Friday, January 21, 2011

Beethoven: Symphony No 9, CD review

BR Klassik 900108, £12.99

This superb recording of Beethoven’s “Choral” Symphony emanates from a live performance given in 2007 at the Vatican’s Aula Paolo VI in honour of, and in the presence of, Pope Benedict XVI.

As usual with Mariss Jansons, the score’s salient detail is immaculately crafted, with individual instrumental components of the texture defined and brought to life in a way that animates the whole symphonic process. Nothing escapes Jansons’s attention, either in terms of apt emphasis on a particular instrument’s role at any given moment or in the care with which he shapes a phrase.

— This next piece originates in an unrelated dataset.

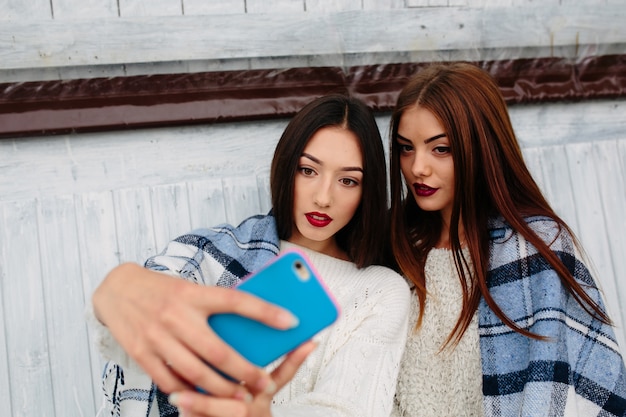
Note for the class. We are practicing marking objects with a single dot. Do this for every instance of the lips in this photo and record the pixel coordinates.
(423, 190)
(318, 219)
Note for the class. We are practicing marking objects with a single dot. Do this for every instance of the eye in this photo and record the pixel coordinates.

The clarity of line and the judicious balance of timbres are equal hallmarks of his style and they are manifested here to breathtaking effect. At the same time, Jansons possesses and harnesses an intense interpretative energy, lending the whole performance an inevitability of direction and giving the symphonic climaxes an utterly natural, visceral force.

His Bavarian Radio Symphony Orchestra is with him all the way, playing magnificently and responding both alertly and mellifluously to the nuances of his conception of the music. The final pages are spine-tingling, partly because they have such powerful momentum and electricity, but also because Jansons has so thoroughly prepared the entire structure to culminate in this dramatic denouement.

The performance is also blessed with four superlative soloists in Krassimira Stoyanova, Lioba Braun, Michael Schade and Michael Volle, and with the well-drilled and magnificent vocal sound of the Bavarian Radio Chorus.

All in all, a fine testament to Jansons’s art and a classic Beethoven “Choral”.